Republicans predict Reno will nix counsel

WASHINGTON - Attorney General Janet Reno said Monday she has not decided yet whether to seek an independent counsel to investigate telephone fund-raising by President Clinton and Vice President Al Gore. Republicans predicted she would not.

Leaving a World AIDS Day ceremony at the Justice Department, Reno was asked if she had reached decisions on any independent counsel matters. "No, not yet," she replied.

"I think it probably will be" Tuesday before a decision is reached, she added.

Tuesday is the deadline for her to inform a special court of her decisions.

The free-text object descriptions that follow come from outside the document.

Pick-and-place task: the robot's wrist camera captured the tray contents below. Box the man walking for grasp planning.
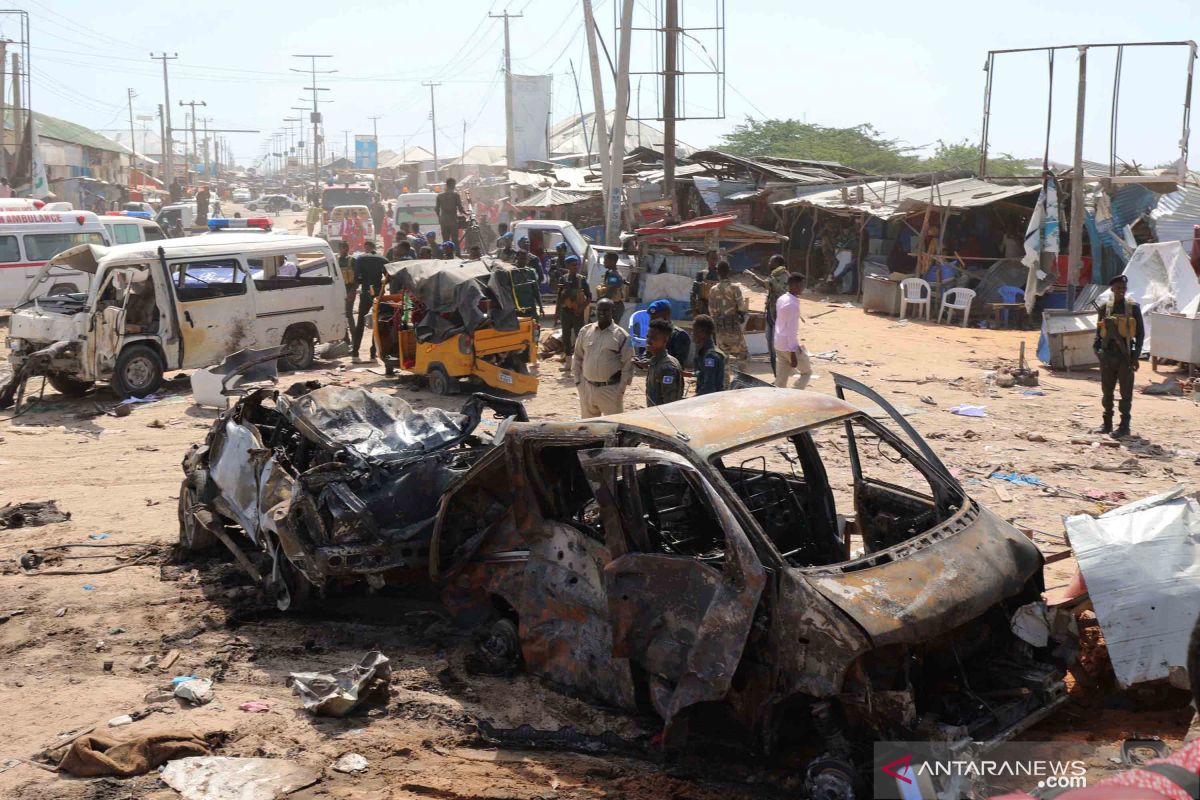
[646,319,683,407]
[572,297,634,417]
[1092,275,1146,439]
[434,178,467,246]
[746,253,790,373]
[350,241,388,362]
[774,272,812,389]
[554,255,590,374]
[708,261,750,369]
[691,314,728,395]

Reno met for 2 1/2 hours Sunday with top aides and leaders of her campaign finance task force, who have recommended she decline to seek independent counsels to probe Clinton and Gore or former Energy Secretary Hazel O'Leary.

Aides indicated that, as is her practice at pre-decision meetings, Reno asked questions but didn't volunteer her thinking.

Nevertheless, Reno's aides anticipated she would follow the recommendation of her task force against seeking independent counsels on Clinton, Gore or O'Leary. Reno's questions about the documents explaining those decisions, they noted, have not pointed to any change in the direction that the task force and Reno have been headed for several weeks.

But Republicans used appearances on Sunday talk shows to predict that Reno would opt against an independent counsel.

Sen. Orrin Hatch, R-Utah, chairman of the Senate Judiciary Committee, said on "Fox News Sunday" that Justice Department aides were "politically advising her not to do this rather than advising her to live within the law and do what's right."

Sen. Arlen Specter, R-Pa., said he also was resigned to a negative decision by Reno. "I think she just has a blind spot," he said on ABC's This Week.

Gore has acknowledged making telephone calls from the White House to solicit contributions for the 1996 election campaign. Clinton has said he may have made calls but doesn't recall having done so.

The Justice Department task force has concluded that the 114-year-old statute that bars solicitation of campaign contributions in federal offices was aimed at protecting federal workers and was never intended to ban phone calls to private citizens from officials seeking contributions.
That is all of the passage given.